Disjoint Set, also know as Union Find is a data stucture that tracks a Set of elements partitioned into number of disjoint subsets.
It offers near constant time operations to add new sets, merge existing sets and to find whether items are in the same set or not, disjoint sets can be used to detect cycle in a non directed graphs, Kruskal’s algorithm uses disjoint sets to find minimum spanning tree.
Operations
Disjoint set allows following 3 operations.
- Make Set
- Find
- Union
Make Set
Make Set operation creates a new set having a new element with unique id, rank and a parent pointer pointing to itself, parent pointer pointing to itself indicates that the element belongs to its own set.
For given a graph G we will have 4 disjoint sets S1, S2, S3, S4 after performing Make Set operation.
Find
Find operation on a node gives the set to which that node belongs to, It does so by following the chain of parent pointers until it reaches to a node whose parent is itself.
Finding root node can be expensive sometimes, because of long chain of parent nodes, to reduce the lookup time we need smaller paths between node in question and root node, using path compression technique we can reduce lookup time.
Path compression
When Find is applied on a node, path compression flattens the structure of the tree by making every node point to root node, which makes lookup chain only 1 level deep making root lookup time nearly constant. Path compression technique is possible because every node on the way to root node belongs to the same set.
Union
Union(A,B) uses Find to determine root node of A and B, if those two are distinct nodes then it combines those nodes by pointing root node of one to root node of other. if we don’t take care of which node points to which other node then the height of the tree could reach O(n)
causing lookup time to surge by O(n)
.
To prevent such issue we perform Union by rank or Union by size.
Union by rank
Union by rank always attaches the root of shorter tree to the root of taller tree, in such case resulting tree will not be any taller than the original unless both tree were of same height, in that case resulting tree will be taller by one node.

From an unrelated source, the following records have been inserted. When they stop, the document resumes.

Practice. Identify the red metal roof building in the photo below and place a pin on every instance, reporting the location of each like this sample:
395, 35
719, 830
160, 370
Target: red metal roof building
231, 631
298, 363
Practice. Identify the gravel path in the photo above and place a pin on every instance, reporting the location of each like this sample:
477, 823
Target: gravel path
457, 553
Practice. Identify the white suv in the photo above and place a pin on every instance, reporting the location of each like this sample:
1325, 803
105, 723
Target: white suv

To implement this approach each node is associated with a rank, initially a set has one element and a rank of zero, if two sets are unioned and have same ranks then the resulting set will have rank one larger, otherwise if they have different ranks then the resulting set will have the rank which is higher of two.
Union by size
Union by size attaches the root of the tree having fewer node to the root of the tree having more nodes.
Time complexity
Using both path compression, splitting, or halving and union by rank or size ensures that the amortized time per operation is only O(α(n))
where α(n) < 5
for any value of n
, so the disjoint-set operations take place in essentially constant time.